L'école espagnole d'équitation de Vienne à Paris La Défense Arena

Paris La Défense Arena

Retour en images sur le show de l’École Espagnole d’Équitation de Vienne

© Camille Chevrot

Ce week-end, un événement d’un genre inédit a pris part à Paris La Défense Arena. En effet, les chevaux de l’École Espagnole d’Équitation de Vienne sont venus y donner un spectacle absolument grandiose !

Le samedi 7 et dimanche 8 janvier, lors des deux représentations, les passionnés d’équitation ont pu en prendre plein la vue en admirant les prestations de dressage de 30 étalons accompagnés de 8 écuyers. À cette occasion, le public a découvert les Lipizzans, la race la plus ancienne de chevaux d’élevage d’Europe, qui fait la réputation de l’école dans le monde entier.

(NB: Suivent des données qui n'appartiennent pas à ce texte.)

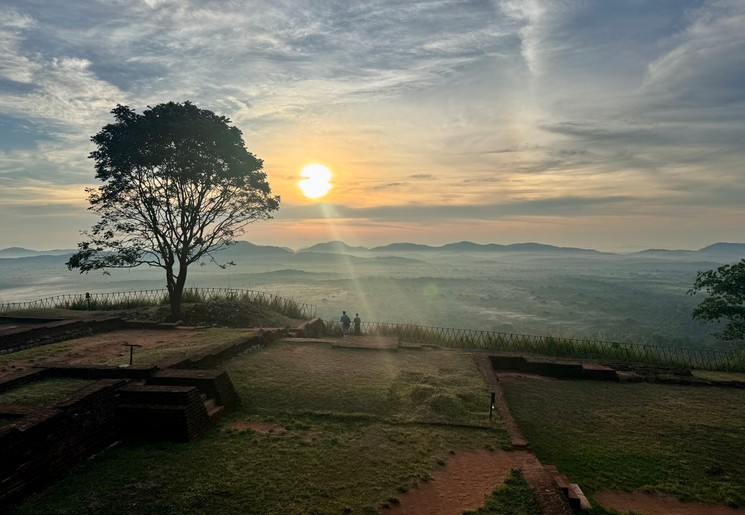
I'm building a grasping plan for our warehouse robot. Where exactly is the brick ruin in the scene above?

Le temps d’un week-end, Paris La Défense Arena, la plus grande salle d’Europe est devenue le lieu de rendez-vous privilégié de tous les passionnés d’équitation, désireux de voir de leurs propres yeux cet art vivant qu’est le dressage. Et ils n’ont certainement pas été déçus tellement le spectacle était époustouflant de beauté.

Des chorégraphies rythmées à l’harmonie musicale en passant par la relation puissante entre les cavaliers et leurs montures, tous les ingrédients étaient réunis pour assister à un spectacle mémorable de la part de l’École Espagnole d’Équitation de Vienne. Pendant 2 heures, les écuyers aguerris ont montré le fruit d’années de travail intense, pour un rendu magnifique.

© Camille Chevrot

Une histoire riche

Créée en 1565, l’institution existait déjà à l’époque de l’Empire autrichien. Elle est la plus ancienne école d’équitation encore ouverte aujourd’hui et sa réputation n’est plus à faire. Son niveau et son prestige sont reconnus aux quatre coins de la planète.

Le terme « Espagnol » du nom de l’école s’explique par la région d’origine des tout premiers chevaux. En effet, bien que les Lipizzans provenaient de l’Empire autrichien (actuellement en Slovénie), ils étaient en grande partie issus de lignées de chevaux originaires d’Espagne.

Aujourd’hui, les 68 étalons que possède l’école viennent tous du haras de Piber, situé dans la province autrichienne de Styrie. À l’origine, ils venaient de celui de Lipica, dont le nom italien « Lipizza » a été donné à la race de chevaux. Actuellement, la localité de Lipica se trouve en Slovénie, non loin de la frontière italienne et de la ville de Trieste.

Pendant la majorité de l’année, les pensionnaires de l’École Espagnole d’Équitation de Vienne sont logés dans les murs de l’institution, dans le centre de la capitale autrichienne. Ce n’est que pendant la période estivale et les mois de juillet et d’août qu’ils se rendent dans les étables de Heldenberg-Wetzdorf. Lors de ce temps de pause, les étalons ne sont pas formés et se baladent librement dans la nature.

© Camille Chevrot

Des méthodes très anciennes

L’École espagnole d’équitation (EEE), appelée Spanische Hofreitschule en allemand, mais également connue sous le nom d’École Espagnole d’Équitation de Vienne, est célèbre pour ses méthodes de dressage fondées depuis le XVIIIe siècle sur les écrits de l’écuyer français François Robichon de la Guérinière.

La légende raconte que les mouvements appris aux chevaux servaient à aider les cavaliers sur les champs de bataille. En réalité, ces derniers avaient surtout pour but de renforcer les Lipizzans sur le plan musculaire. Et pour cause, les figures n’étaient pas directement utilisées lors des combats.

Les Lipizzans arrivent à l’école dès l’âge de 4 ans. À partir de ce moment, ils commencent un entraînement qui va durer pendant 6 années complètes. L’enseignement qu’ils suivent est composé de trois grands principes fondamentaux.

Le premier est appelé « Remontenschule », c’est le fait d’apprendre au cheval a marché droit et à répondre aux ordres du cavalier. Le deuxième, « Campagneschule », consiste à ce que l’étalon diminue ou augmente l’amplitude de ses pas mais effectue aussi des déplacements latéraux. Enfin, « Hohe Schule », où le cheval perfectionne ses gestes, les rend plus aériens et y intègre des figures.

Avec l’École Espagnole d’Équitation de Vienne, Paris La Défense Arena accueillait le premier événement hippique de son histoire. C’est la preuve, s’il en fallait une, que la plus grande salle d’Europe est parfaitement capable de s’adapter à n’importe quelle configuration, comme sera également le cas sur le match de basket à venir entre Nanterre 92 et l’ASVEL.